Cartesian product means a very specific thing - testing the predicates on every possible combination. This is not what occurs in practice


? not how it works behind the scenes at all


> you join tables A to B to C to D -> SQL engine has to create AxBxCxD number rows

this isn't really true. not every join is a cross join, and not every join even changes the grain of the result set. it is important to pay attention when your joins do change the grain of the result set, especially when they grow it by some factor - then it's more like a product as you say.


all queries with JOINs can be rewritten as cartesians: select * from a join B on col1=col2 will be rewritten by query optimizer into: select * from A, B /* this is cartesian that slows down your query */ WHERE a.col1=B.col2

in fact both queries produce the same execution plan if you check yourself


the query is not the only input into the plan generator, the other inputs are the schema (with constraints and indexes) and their statistics - so you can't really say "check the plan for yourself" without all the inputs. and the only time the plan for "select * from A, B" is going to be the same as "select * from A, B where A.col1=B.col2" is when col1 and col2 are both neither primary keys nor foreign keys and that would be a weird condition under which to run such a query.


pls reread my post, I wrote that query select * from A join B on col1=col2 is the the same plan as for select * from a, b where col1=col2

this is true regardless of schema and statistics, it is simply how query planner works under the hood

and you can check it yourself on any database


Those are both inner joins, just a different syntax for writing them.


They might be logically equivalent, but they are not identical if more than two tables are joined.
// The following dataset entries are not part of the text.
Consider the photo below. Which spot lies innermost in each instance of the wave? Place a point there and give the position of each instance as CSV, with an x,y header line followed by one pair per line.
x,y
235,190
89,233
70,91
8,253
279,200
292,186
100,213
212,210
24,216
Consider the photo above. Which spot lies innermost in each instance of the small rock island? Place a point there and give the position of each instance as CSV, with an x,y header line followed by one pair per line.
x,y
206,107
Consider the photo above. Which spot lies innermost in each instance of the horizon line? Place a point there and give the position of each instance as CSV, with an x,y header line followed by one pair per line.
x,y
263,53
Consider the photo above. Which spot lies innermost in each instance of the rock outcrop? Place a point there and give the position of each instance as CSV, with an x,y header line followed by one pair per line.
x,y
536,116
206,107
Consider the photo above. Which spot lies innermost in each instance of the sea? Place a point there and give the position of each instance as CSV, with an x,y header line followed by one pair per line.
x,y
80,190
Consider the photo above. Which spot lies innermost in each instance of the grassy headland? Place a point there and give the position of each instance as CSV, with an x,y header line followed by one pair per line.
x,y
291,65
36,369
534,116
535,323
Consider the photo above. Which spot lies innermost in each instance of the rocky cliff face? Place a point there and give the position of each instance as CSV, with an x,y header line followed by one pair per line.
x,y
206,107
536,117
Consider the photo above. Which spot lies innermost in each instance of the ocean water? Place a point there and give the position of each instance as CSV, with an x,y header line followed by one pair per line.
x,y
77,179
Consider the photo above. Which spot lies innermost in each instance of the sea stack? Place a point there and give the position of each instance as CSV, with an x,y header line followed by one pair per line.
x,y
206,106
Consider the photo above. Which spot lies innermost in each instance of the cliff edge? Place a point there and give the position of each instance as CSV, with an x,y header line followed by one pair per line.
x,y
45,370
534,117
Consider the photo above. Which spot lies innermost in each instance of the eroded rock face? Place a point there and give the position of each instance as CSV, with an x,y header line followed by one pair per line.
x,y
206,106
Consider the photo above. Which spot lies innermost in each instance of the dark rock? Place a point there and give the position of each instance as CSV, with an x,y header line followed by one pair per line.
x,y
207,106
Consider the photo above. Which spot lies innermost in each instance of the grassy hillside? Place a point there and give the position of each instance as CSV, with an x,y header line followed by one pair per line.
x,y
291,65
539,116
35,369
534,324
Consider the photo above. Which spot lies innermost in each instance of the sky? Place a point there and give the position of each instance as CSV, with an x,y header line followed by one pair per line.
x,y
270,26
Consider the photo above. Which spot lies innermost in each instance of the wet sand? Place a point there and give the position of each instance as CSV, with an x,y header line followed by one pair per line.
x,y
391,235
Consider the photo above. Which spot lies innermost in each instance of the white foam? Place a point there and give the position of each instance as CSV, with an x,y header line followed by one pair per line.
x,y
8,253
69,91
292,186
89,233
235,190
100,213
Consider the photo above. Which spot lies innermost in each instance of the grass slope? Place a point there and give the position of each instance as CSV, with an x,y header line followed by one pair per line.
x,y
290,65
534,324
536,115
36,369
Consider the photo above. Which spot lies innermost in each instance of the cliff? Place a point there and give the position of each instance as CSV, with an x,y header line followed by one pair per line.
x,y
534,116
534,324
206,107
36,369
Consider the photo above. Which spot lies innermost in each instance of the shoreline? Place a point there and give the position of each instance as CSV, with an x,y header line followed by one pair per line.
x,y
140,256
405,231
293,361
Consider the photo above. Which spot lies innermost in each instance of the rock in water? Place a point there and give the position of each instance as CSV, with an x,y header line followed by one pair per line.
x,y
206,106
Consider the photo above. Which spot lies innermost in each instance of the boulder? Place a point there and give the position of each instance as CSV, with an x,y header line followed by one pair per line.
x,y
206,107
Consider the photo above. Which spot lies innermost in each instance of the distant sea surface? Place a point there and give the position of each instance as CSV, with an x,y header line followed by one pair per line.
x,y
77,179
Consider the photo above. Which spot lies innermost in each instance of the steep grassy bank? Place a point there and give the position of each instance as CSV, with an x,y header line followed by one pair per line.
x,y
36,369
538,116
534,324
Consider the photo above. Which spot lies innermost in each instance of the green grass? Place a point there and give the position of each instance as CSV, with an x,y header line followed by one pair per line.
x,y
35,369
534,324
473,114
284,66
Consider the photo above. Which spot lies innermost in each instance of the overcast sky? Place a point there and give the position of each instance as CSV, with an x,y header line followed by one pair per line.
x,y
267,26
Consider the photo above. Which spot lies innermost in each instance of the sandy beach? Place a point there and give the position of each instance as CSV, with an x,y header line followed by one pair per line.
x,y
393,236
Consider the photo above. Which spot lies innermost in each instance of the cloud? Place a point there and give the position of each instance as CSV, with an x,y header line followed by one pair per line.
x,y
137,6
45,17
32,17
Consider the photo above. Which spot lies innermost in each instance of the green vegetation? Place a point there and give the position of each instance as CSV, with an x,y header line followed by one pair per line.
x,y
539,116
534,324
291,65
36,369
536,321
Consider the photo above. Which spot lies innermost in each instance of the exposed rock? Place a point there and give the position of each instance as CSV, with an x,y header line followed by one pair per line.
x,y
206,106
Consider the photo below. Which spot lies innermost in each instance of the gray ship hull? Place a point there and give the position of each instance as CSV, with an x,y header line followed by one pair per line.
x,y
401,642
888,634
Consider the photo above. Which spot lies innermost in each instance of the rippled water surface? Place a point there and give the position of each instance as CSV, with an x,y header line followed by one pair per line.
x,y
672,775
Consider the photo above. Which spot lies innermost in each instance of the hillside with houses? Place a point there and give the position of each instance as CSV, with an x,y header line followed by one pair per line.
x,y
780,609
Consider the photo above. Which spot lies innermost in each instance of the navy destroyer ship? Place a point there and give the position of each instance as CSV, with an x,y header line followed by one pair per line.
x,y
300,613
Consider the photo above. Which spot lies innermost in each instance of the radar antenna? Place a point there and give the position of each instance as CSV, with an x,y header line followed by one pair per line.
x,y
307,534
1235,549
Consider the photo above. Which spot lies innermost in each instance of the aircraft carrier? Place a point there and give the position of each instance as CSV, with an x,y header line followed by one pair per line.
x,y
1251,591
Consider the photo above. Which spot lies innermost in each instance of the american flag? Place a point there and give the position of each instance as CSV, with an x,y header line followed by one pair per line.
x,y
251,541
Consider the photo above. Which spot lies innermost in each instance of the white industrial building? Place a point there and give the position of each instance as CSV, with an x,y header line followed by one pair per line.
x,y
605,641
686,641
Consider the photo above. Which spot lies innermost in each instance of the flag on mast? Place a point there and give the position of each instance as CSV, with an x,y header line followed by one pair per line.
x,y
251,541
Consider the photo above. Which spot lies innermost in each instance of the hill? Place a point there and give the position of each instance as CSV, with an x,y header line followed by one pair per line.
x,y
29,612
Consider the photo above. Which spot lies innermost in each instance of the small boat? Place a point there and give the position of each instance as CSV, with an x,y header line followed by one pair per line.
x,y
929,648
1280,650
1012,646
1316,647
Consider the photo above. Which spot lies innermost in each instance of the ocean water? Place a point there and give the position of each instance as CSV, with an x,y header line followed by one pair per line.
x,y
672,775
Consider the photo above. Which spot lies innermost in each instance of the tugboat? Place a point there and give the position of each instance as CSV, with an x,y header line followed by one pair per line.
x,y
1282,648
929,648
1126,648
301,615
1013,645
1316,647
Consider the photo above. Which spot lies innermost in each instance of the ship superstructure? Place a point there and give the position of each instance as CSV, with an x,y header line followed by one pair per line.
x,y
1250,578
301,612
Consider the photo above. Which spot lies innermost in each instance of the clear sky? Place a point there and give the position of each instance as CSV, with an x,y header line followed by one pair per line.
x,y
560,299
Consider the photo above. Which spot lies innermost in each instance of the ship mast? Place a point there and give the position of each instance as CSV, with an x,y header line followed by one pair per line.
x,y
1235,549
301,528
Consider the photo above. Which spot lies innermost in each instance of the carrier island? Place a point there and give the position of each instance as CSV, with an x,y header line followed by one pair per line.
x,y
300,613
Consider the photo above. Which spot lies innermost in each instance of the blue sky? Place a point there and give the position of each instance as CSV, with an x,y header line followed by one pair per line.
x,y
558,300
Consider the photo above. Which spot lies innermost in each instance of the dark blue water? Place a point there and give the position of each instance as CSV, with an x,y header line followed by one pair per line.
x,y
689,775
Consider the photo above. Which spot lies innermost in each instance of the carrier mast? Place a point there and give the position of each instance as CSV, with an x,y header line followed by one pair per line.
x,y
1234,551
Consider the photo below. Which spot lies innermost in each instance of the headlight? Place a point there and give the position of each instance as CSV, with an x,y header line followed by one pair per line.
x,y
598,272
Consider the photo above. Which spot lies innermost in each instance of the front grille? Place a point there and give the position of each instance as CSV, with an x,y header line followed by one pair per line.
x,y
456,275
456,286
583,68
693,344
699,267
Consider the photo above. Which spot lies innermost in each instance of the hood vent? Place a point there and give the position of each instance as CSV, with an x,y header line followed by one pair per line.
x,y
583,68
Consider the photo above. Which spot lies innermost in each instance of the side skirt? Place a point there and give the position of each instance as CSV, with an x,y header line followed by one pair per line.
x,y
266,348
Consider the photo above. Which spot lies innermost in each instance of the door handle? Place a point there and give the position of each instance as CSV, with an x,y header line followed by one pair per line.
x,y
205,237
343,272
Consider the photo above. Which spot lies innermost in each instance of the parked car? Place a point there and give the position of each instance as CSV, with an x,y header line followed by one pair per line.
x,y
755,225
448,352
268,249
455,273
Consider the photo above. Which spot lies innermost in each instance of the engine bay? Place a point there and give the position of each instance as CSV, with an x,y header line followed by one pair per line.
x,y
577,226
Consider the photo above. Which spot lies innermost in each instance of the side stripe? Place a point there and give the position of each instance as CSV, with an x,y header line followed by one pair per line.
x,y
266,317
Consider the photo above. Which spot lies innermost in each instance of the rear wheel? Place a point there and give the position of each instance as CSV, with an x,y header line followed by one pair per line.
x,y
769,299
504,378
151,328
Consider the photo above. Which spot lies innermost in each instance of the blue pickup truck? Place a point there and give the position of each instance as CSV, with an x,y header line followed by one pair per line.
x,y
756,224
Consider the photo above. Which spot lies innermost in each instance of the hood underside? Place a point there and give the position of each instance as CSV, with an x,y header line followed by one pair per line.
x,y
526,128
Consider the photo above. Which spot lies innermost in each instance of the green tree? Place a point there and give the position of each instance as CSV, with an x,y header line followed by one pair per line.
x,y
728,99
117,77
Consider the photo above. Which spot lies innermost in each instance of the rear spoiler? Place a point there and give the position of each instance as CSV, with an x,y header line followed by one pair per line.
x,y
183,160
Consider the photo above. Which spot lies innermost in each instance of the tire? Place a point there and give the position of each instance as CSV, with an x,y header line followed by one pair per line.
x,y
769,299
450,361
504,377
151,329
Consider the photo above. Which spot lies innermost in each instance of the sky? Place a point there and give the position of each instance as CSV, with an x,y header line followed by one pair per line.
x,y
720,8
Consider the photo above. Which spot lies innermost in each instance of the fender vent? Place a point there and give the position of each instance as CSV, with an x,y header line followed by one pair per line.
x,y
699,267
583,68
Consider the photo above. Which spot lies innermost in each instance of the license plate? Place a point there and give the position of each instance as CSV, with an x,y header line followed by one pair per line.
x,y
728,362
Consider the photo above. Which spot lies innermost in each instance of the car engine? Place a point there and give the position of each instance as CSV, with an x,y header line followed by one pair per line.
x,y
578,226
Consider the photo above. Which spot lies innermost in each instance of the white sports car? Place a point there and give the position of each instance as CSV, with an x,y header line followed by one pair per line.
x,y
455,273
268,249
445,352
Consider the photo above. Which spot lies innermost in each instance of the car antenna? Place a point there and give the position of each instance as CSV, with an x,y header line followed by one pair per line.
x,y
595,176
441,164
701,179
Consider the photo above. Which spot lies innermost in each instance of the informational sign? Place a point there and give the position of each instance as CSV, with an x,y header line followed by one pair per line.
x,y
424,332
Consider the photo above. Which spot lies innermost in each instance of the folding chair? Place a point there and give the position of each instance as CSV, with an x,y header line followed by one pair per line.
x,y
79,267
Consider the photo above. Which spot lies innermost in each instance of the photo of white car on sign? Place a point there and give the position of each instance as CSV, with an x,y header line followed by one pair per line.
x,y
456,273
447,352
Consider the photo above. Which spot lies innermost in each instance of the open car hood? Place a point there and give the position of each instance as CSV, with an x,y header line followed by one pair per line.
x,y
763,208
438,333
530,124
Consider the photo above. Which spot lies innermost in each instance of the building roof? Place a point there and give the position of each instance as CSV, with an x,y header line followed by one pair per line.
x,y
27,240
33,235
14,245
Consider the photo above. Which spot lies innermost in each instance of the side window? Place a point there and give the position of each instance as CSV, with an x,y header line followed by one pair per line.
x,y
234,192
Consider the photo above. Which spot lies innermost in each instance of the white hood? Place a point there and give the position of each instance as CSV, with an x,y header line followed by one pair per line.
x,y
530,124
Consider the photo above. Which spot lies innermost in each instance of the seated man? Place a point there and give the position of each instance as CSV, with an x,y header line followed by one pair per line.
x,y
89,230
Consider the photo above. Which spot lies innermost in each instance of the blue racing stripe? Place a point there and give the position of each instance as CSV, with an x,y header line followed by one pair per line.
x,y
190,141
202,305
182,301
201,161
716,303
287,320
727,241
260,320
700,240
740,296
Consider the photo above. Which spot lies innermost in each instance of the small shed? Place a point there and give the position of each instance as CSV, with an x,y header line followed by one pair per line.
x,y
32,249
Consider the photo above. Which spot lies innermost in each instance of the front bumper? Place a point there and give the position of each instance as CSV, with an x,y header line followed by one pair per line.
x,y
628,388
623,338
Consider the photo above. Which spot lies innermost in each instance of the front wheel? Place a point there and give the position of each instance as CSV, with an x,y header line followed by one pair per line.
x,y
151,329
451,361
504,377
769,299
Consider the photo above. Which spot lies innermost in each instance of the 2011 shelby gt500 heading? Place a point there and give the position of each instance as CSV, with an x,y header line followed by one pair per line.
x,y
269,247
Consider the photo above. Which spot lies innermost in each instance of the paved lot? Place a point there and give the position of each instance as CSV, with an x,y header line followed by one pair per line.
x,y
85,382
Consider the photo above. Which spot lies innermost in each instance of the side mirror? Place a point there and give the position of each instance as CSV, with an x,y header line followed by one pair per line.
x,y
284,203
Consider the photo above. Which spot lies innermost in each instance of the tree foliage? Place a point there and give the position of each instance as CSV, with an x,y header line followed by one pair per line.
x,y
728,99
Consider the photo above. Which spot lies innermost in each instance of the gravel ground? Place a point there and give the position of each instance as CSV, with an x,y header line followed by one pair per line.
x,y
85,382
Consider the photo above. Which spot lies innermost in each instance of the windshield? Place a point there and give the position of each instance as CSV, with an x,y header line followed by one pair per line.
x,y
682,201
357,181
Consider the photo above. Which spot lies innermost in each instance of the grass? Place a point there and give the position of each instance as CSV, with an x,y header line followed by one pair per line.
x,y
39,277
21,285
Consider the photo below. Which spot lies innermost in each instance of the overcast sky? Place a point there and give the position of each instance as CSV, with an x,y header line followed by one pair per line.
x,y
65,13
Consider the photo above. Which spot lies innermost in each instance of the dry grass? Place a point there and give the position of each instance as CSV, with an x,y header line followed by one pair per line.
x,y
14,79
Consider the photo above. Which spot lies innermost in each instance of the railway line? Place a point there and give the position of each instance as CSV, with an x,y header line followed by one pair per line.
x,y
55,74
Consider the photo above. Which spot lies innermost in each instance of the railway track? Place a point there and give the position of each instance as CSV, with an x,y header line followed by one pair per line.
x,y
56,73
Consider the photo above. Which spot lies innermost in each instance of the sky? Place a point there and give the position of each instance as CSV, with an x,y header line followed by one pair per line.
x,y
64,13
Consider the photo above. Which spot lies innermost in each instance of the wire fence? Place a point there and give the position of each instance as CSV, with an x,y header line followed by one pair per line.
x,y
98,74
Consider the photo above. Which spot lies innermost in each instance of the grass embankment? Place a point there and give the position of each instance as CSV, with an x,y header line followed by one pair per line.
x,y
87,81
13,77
For instance, the current Postgres docs say [1]:

> This latter equivalence does not hold exactly when more than two tables appear, because JOIN binds more tightly than comma. For example FROM T1 CROSS JOIN T2 INNER JOIN T3 ON condition is not the same as FROM T1, T2 INNER JOIN T3 ON condition because the condition can reference T1 in the first case but not the second.

[1] https://www.postgresql.org/docs/current/queries-table-expres...


I don't understand what you mean by saying each join creates a cartesian product. Join criteria avoid this. If I left outer join 7 rows on table A and 5 on table B and join on a unique key then I still only get 7 rows, not the cartesian product of 7x5 rows. I query across a dozen or more tables on a regular basis with aggregates, window functions, with statements, having clauses and so on. Performance is rarely a problem.


Something that helps with exploding cartesian problem is using json_agg for the joined tables. IT's available in postgres, it works great.


Your understanding is flawed, these aren’t cross joins.


I've found denormalization to be helpful for such performance issues in that it reduces the number of joins. It can also be useful for debugging if you want to keep track of values from other tables at the time that data was processed within the primary table.


A certain amount of denormalization can be helpful, but often there's a trade-off in terms of maintainability.


Not who you replied to.

But yes,

As an example, we keep our data normalized and add extra tables to do the operations we need. It’s expensive since we have to precompute, etc. But then on lookups it’s quicker.

Like everything, it depends on what you want to optimize for.


Yep, in my case we wanted to make user-facing queries fast (i.e. a reports page). The extra complexity (not much; we just have to remember when to update certain values in other tables when they change) is definitely worth it since load time dropped from 30 seconds sometimes to almost instant.

Denormalizing everything is definitely a pain; keeping data in sync in mongodb (which lacks traditional joins) on a previous project was not fun; now using postgresql.


denormalization should only be seen as a last resort


denormalization aka memoization aka "dynamic programming of SQL" :-) - all three provide speed-up because they compute value once and reuse it later


Except that your source of truth aka your raw data is now memoized, hardly a win. This is not a goal of memoization or dynamic programming at all.

Perfect for a reporting database though.